I used to love birthdays. When I was a kid, I loved everything about them. I would look forward to May 7th with joyful anticipation, knowing my mom would make it a very special day for me, no matter what - and as a result, I would feel special as well. I wouldn't have been able to put it into words back then, it was just a feeling of basic joy - of being loved - an overall atmosphere of happiness and excitement surrounding the day. I would wake up to the sweet scent of lilac filling the room - a big bunch of pale blue lilac, every single year. There would be cream cake and candles that I was expected to blow out and make a wish. There would be a birthday present waiting to be unwrapped, of course. If it was a weekday, I'd go to school and the teacher and my class would sing me a song and give me a little present and we'd all enjoy being allowed to eat sweets in class - a rare treat back then. In the afternoon, my friends and numerous cousins - sometimes my entire crazy big family - would come over to our place, beautifully decorated by my mom while I was in school, and we'd have a big birthday party. It would be a slightly chaotic, very loud, yet immensely happy get-together, enjoying some of life's simple pleasures: playing, being goofy, eating tons of cake, laughing away, singing and dancing... childhood bliss.

Somewhere along the line that initial innocence and authenticity was lost. The whole birthday thing - the good wishes, the celebrations, the gifts - often felt fake or forced as I grew from a kid into a teenager, from a teenager into an adult. More often than not, no one would remember to give me lilac. Or cake. Or candles. Often there was no one around who would care enough to turn it into a special day for me, somewhere beyond the more material aspects, and myself I totally lacked the awareness - the gratitude or appreciation of my own "being" - to want to celebrate my birthday in any way.

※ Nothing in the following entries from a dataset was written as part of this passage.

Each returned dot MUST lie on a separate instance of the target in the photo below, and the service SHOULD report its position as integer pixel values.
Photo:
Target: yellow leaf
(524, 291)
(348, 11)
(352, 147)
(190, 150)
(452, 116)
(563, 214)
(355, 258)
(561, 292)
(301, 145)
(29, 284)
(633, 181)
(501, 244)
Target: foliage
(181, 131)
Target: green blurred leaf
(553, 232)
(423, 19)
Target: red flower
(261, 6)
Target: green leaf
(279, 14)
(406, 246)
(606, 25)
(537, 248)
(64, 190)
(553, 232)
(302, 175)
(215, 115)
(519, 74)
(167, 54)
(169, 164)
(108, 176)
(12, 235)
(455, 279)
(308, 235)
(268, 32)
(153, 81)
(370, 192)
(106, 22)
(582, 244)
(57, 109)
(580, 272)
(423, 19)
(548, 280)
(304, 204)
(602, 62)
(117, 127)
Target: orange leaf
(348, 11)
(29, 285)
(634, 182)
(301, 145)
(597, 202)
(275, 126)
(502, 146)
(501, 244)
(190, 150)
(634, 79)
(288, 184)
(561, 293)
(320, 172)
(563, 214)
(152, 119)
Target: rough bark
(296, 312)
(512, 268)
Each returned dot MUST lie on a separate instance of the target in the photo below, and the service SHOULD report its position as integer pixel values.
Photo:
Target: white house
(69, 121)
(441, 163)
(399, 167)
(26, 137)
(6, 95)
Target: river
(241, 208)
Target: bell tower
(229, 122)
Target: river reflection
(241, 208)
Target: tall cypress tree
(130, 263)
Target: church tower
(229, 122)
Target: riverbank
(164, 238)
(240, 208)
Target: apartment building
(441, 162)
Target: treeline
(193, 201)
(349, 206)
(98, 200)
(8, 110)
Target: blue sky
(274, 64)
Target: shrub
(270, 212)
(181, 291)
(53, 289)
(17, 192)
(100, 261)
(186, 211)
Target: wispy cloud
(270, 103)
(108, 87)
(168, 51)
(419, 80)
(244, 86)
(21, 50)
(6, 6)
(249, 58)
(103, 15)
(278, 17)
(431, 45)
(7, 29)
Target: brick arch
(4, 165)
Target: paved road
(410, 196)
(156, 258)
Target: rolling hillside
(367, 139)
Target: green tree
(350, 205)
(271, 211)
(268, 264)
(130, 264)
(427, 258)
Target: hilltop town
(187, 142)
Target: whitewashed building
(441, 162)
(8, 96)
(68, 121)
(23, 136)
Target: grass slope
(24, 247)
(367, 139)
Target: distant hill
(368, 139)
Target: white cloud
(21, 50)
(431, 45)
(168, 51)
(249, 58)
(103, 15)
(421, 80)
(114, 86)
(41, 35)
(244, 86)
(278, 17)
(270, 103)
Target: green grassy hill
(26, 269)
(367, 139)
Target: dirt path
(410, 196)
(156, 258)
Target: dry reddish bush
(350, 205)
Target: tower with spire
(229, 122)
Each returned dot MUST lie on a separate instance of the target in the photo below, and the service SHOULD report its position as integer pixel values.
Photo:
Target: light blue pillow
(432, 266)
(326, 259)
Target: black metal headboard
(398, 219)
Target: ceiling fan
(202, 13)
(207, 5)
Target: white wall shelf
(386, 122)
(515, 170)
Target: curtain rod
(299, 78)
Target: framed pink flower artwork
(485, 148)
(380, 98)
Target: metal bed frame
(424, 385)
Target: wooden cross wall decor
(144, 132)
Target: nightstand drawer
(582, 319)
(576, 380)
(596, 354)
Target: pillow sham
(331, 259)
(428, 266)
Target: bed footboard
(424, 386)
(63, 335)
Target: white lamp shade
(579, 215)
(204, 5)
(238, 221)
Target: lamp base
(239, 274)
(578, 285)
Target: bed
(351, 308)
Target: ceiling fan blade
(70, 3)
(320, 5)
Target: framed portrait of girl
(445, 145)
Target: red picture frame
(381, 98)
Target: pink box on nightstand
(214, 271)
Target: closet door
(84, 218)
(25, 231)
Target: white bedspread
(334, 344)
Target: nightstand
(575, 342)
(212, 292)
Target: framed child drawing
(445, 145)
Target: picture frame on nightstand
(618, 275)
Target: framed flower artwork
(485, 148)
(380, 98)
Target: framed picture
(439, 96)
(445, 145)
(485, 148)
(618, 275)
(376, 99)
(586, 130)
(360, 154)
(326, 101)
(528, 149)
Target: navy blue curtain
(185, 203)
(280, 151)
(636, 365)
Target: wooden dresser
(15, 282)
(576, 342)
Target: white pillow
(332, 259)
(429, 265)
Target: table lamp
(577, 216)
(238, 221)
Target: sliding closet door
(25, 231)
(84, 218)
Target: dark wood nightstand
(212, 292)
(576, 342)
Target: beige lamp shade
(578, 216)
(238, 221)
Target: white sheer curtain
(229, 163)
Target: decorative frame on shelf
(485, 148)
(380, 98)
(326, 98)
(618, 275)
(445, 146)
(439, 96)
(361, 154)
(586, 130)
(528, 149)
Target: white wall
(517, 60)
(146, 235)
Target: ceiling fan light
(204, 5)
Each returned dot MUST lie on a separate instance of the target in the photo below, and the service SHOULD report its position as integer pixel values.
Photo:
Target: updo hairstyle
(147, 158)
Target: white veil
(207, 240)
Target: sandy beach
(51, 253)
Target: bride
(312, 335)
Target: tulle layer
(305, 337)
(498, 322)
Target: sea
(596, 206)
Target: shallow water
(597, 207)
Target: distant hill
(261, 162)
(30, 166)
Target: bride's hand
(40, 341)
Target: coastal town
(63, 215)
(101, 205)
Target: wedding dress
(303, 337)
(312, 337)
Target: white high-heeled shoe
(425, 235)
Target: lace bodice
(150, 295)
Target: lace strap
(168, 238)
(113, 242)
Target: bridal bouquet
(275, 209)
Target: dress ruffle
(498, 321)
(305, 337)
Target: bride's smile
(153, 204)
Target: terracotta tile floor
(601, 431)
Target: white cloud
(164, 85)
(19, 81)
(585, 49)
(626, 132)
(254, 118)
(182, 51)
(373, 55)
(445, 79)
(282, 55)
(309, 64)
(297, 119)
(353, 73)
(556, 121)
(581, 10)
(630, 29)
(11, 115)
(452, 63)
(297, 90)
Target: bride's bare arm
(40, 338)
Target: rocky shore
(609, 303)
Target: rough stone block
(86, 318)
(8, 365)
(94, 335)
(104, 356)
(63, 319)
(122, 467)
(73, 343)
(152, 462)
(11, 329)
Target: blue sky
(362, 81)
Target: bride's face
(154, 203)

In fact, life often felt like nothing but pain and disappointment in those early adult years. Cynicism and frustration had partly replaced the joy and happiness that I used to feel thinking of my own birthday. Why would I look forward to the anniversary of an event that - back then - seemed like a giant mistake? I think my 30th may have been the last birthday I reluctantly agreed to celebrate - and that had nothing to do with age or wanting to ignore my getting older, I have always been fine with that - but as life had ceased to feel special, to excite me in any positive way, I simply couldn't care less. For more than a decade I would avoid being around and available at my birthday. I'd take time off work and disappear, disconnecting my phone, pretending I didn't exist.

Over the years, my perception of life in general changed quite a bit and so did my awareness of my own life. My appreciation of it deepened and I found to a new acceptance and love within myself. And while I made my peace with the past, letting go of old pain, finding back to a certain joy and inner balance, my birthdays still didn't matter to me. I'd still prefer to be by myself, in silent solitude or maybe with a friend, simply enjoying the day, regardless of it being my birthday.

Then last year, as the result of a slightly disappointing experience, I came to a rather amazing discovery... my birthday had begun to matter to me again. Ha!! I found that after all these years I was suddenly and unexpectedly looking forward to it again. It felt almost weird - a feeling of quiet yet intense inner joy. A slight excitement and enthusiasm even. After a decade of indifference and rejection, I clearly perceived my birthday as being a "special day" again. And this time it had nothing to do with anybody outside making it special for me - which no doubt is a most welcome and wonderful extra - but everything to do with my own, deeply felt awareness of it being something god-given, something special in itself. I know it doesn't really take a big party or beautifully wrapped present to turn it into an "event". The simple yet extraordinary fact that I've been given a life - that it's the one thing that separates me from death really - is the real gift these days. It feels like the most natural thing in the world to appreciate and celebrate that precious fact, to want to celebrate - alone or with others, loudly or quietly - that day I was born, brought into this sad, crazy, radiantly beautiful world, blessed with a heart, body, soul and consciousness... that's all it takes to make it special and fill me with gratitude really.

So yes, it's my birthday. And I love it. Very much so.